Outro aspecto evidenciado pela palavra de ordem “Queremos professores!” é a reivindicação do direito ao aprendizado por aqueles que acessam os cursos de educação profissional. Em sua esmagadora maioria, esse contingente é composto por jovens filhos de trabalhadores. Temos denunciado o caráter fragmentador da atual contrarreforma do ensino médio, que induz a oferta do itinerário técnico e profissional a esse público e represa o fluxo ao ensino superior. Essa trajetória ficará, tendencialmente, reservada às classes médias altas e dominantes, que não vivenciarão experimentos perversos como o proposto por Renato Feder, mas seguirão cursando o ensino médio nas escolas clássicas de formação geral. O estado do Paraná coloca em prática essa lógica, que até então assumia caráter um tanto teórico no debate educacional.
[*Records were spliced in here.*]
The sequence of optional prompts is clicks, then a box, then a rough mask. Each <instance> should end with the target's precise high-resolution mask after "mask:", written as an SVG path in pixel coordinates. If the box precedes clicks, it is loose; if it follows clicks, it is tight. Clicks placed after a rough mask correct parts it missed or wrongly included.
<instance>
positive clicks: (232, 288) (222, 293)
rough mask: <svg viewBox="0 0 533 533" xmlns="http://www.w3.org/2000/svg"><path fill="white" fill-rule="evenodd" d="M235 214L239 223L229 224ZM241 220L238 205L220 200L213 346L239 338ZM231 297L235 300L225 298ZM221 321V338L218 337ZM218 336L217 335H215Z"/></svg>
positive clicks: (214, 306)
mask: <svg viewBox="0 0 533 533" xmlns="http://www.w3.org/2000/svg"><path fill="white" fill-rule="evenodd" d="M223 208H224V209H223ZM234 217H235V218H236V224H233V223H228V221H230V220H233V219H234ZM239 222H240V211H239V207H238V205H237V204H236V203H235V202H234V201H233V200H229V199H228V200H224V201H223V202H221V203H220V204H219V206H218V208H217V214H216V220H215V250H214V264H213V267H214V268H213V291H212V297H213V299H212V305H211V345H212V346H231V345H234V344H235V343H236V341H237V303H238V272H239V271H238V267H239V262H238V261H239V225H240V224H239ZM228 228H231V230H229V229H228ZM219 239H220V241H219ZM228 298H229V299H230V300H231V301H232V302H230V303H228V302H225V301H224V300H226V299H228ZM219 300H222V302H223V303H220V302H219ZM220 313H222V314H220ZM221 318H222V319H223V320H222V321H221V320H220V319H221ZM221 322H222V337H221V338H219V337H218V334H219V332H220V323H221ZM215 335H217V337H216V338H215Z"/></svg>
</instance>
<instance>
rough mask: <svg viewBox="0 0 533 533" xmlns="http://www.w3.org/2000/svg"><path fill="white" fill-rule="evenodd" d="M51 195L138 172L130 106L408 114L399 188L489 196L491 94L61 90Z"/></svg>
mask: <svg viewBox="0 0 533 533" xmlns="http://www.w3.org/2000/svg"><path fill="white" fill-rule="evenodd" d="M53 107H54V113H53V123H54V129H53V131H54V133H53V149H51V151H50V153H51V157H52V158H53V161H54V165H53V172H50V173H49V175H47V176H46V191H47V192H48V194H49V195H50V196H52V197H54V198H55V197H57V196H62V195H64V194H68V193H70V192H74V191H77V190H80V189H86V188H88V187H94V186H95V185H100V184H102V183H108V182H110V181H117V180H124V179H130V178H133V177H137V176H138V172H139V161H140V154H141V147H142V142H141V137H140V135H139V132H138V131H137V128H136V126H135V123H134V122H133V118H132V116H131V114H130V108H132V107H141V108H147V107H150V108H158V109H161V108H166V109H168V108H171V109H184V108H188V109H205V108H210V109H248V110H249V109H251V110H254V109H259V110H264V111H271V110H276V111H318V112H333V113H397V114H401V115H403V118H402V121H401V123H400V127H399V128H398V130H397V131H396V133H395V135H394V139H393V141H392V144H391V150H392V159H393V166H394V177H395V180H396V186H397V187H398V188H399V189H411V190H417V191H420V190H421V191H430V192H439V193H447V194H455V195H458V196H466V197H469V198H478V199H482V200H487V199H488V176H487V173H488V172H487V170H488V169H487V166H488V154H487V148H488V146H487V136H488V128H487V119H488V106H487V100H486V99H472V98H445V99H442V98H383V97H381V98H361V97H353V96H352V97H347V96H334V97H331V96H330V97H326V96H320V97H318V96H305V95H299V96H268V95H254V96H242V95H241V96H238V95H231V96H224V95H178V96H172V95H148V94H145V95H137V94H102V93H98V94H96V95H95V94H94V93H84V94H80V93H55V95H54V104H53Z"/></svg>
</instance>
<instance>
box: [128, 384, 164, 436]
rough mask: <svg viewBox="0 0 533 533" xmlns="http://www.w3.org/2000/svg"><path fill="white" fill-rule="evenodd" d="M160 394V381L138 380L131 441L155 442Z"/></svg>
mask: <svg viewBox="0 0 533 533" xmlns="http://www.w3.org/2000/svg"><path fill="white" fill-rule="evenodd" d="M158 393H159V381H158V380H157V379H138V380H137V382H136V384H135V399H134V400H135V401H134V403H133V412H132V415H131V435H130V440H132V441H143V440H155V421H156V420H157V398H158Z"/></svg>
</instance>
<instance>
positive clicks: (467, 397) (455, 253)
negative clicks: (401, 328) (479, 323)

Finalmente, chama a atenção a habilidade dos estudantes paranaenses em fazer aquilo que a conjuntura exige: pautar um projeto de educação para o país. A reivindicação daquilo que é o mais básico a um processo educativo seria prontamente atendida – e com custos mais baixos – se o governo do estado priorizasse a abertura de concursos públicos. “Queremos professores!”, na verdade, traduz a valorização dos serviços públicos de qualidade como ponto de partida para o atendimento das necessidades da população. Na teoria e na prática, o “Novo” Ensino Médio escancara o fato de que, com privatização, terceirização e contrarreformas, é impossível cumprir esse programa. Ainda que se apresente de maneira disfarçada e desonesta a centenas de milhares de estudantes, o projeto de contrarreformas tem vida curta, porque é alheio aos grandes problemas do povo. Que sigamos aprendendo com a luta cotidiana da juventude pelo aprendizado, pelo conhecimento e contra a desigualdade.